The report released Tuesday by The Center on Budget and Policy Priorities says better budget planning would reduce uncertainty for business and make the state a more attractive destination for employers.
New Jersey should ensure cost estimates are as nonpolitical as possible, utilize tools like rainy day funds, subject tax credits to sunset provisions so that they are regularly assessed, and provide regular status reports that translate actuarial language into plain English, the Washington, D.C.-based center says.
“Sound planning is not a partisan or regional practice,” said report co-author Elizabeth McNichol.
The report arrives with the governor’s budget address for FY 2015 scheduled to be delivered this month, and with Gov. Chris Christie already having raised concerns in his State of the State Address about the difficulty of making the next fiscal year’s scheduled pension payment of $2.4 billion.

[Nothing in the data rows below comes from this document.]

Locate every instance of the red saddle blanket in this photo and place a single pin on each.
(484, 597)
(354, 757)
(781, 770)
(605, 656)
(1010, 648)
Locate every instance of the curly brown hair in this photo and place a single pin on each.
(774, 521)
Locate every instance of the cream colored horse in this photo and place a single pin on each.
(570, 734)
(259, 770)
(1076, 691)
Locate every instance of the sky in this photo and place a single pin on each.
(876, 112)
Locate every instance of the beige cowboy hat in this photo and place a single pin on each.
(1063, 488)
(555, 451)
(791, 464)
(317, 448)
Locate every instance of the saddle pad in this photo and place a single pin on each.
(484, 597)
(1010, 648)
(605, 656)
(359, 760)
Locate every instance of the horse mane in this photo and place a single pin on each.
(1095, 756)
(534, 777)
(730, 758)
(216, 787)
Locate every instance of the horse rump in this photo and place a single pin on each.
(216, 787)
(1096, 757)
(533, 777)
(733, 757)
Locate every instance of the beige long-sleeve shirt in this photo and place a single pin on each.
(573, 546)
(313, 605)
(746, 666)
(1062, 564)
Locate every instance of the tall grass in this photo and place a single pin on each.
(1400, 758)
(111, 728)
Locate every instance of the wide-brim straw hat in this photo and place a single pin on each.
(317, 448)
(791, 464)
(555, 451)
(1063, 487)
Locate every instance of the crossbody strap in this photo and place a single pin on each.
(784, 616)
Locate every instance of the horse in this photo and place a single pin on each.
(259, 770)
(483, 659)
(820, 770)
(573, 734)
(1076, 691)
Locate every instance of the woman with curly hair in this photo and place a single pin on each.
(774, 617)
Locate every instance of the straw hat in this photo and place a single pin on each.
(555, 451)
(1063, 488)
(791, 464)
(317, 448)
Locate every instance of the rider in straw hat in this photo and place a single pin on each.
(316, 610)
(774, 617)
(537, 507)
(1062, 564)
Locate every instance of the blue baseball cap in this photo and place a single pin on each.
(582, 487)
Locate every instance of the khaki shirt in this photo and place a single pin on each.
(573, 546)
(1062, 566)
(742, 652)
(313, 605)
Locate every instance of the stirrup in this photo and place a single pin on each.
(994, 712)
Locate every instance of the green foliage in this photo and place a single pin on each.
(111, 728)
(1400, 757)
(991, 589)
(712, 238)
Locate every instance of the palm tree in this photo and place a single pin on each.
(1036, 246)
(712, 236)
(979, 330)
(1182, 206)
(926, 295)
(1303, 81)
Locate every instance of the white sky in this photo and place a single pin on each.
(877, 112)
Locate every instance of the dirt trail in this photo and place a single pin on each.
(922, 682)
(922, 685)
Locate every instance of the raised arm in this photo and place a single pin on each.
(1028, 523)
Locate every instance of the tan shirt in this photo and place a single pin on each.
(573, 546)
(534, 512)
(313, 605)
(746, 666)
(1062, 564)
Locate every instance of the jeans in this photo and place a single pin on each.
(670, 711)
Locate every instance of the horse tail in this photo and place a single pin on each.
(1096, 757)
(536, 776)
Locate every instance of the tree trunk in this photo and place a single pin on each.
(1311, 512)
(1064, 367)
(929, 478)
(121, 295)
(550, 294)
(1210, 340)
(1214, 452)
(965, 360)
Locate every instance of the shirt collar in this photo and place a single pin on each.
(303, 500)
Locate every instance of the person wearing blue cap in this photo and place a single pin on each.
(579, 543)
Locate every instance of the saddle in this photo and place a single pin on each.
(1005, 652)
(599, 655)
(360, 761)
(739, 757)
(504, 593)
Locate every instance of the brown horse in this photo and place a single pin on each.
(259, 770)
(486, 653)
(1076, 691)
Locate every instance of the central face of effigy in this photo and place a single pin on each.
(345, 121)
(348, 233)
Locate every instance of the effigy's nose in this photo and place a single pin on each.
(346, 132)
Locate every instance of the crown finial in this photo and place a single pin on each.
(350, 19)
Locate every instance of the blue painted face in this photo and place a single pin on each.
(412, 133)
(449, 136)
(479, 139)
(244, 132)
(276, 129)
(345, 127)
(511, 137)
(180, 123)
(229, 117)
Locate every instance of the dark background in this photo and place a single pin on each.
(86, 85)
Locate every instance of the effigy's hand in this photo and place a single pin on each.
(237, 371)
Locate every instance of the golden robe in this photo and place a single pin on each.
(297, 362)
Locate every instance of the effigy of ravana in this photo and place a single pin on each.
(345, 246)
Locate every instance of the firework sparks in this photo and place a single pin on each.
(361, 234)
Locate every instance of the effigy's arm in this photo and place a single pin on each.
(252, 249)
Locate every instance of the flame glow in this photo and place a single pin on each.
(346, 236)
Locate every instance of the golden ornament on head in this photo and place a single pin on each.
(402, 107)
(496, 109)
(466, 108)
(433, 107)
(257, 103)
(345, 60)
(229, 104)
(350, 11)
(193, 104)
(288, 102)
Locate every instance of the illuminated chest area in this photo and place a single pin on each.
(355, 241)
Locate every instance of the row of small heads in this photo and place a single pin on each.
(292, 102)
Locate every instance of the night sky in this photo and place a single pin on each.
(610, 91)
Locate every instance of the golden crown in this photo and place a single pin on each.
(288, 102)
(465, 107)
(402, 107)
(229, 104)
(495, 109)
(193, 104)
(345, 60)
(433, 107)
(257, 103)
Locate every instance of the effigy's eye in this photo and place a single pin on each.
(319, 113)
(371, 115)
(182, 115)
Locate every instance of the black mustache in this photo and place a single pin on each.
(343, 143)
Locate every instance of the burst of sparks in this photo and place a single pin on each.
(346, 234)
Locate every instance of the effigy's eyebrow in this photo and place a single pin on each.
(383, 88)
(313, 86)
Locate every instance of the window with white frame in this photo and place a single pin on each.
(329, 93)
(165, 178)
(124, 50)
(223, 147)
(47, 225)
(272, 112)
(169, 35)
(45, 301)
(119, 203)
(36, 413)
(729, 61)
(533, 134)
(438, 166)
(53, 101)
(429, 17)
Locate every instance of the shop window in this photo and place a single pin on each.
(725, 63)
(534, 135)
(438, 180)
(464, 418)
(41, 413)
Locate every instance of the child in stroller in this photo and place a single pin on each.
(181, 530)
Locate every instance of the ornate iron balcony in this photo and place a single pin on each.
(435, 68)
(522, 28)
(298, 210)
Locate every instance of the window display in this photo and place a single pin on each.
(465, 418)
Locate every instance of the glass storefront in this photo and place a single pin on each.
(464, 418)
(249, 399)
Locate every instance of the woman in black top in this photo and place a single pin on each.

“Pensions and benefits are a mess and one of the reasons is there has not been regular comprehensive information provided to the Legislature and the public,” said Gordon MacInnes, president of N.J. Policy Perspective, a liberal non-profit agency.
MacInnes also said that the state cuts it too tight in budgeting; $300 million in surplus in a $32 billion budget is less than 1 percent. “Most households would try to avoid being so close to the margins, but not the state of New Jersey,” he said.
During Gov. Christie’s first term, there were no tax increases.
New Jersey was graded 3.5 on a scale of 10 in the report, which suggested the state could improve by providing a greatly expanded report on oversight of tax expenditures, which quantifies how much revenue is lost to tax credits and exemptions; producing multiyear spending and revenue forecasts; and greater oversight of pension funding.